Jan. 17, 2019, 11:30 AM

by Leigh MacMillan

white pills spilling out of a prescription bottle

Clostridium difficile infection (CDI) is a leading hospital-acquired infection and a major cause of antibiotic-associated diarrhea. Epidemiological evidence has suggested that the use of non-steroidal anti-inflammatory drugs (NSAIDs), such as ibuprofen, naproxen and indomethacin, increases risk for CDI.

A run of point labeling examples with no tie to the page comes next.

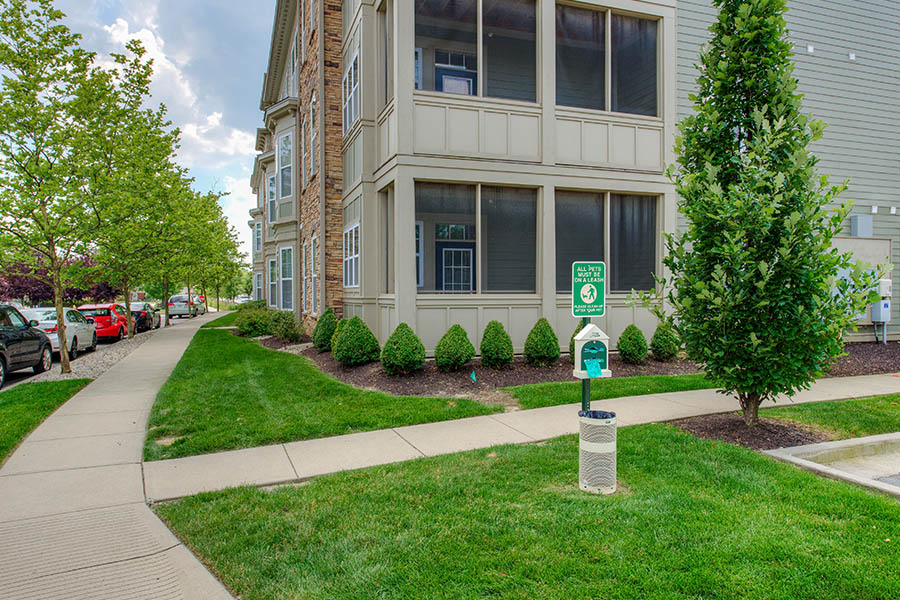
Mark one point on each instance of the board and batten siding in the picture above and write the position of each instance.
(858, 99)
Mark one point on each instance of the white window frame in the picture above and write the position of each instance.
(282, 167)
(282, 280)
(350, 94)
(314, 277)
(351, 239)
(273, 283)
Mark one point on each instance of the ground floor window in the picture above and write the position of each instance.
(351, 256)
(273, 282)
(287, 278)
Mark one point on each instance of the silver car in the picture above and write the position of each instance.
(80, 331)
(181, 306)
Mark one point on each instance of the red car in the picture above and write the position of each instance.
(109, 319)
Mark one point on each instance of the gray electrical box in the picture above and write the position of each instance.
(881, 311)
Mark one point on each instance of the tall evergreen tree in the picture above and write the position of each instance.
(754, 285)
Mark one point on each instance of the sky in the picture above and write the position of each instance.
(209, 59)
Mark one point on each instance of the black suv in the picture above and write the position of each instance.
(21, 345)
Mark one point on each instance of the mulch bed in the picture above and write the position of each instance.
(767, 435)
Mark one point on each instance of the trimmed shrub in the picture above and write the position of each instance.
(356, 345)
(542, 345)
(286, 327)
(665, 343)
(324, 331)
(572, 342)
(454, 350)
(403, 353)
(496, 346)
(254, 323)
(632, 345)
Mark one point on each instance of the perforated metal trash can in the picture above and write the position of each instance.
(597, 460)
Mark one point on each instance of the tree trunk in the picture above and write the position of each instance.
(64, 365)
(750, 405)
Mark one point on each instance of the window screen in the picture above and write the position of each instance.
(580, 57)
(509, 239)
(634, 75)
(510, 60)
(632, 237)
(579, 233)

David Aronoff, MD, and colleagues used a mouse model of antibiotic-associated CDI to examine the impact of indomethacin on disease severity. They found that two days of indomethacin prior to infection with C. diff increased the severity of infectious colitis, which was associated with severe inflammation, changes to the bacterial populations (microbiota) in the colon and damage to the protective epithelial lining of the colon.

The findings, reported in mBio, support a link between NSAID use and CDI severity in a mouse model and point to the need for further studies of NSAID use and CDI in humans. They also offer a note of caution against the overuse of NSAIDs in patients at high risk for C. diff infection.

This research was supported by a Career Development Award from the Crohn’s and Colitis Foundation of America and grants from the National Institutes of Health (DK007673, AI120553, TR002398, TR001723, AI121796).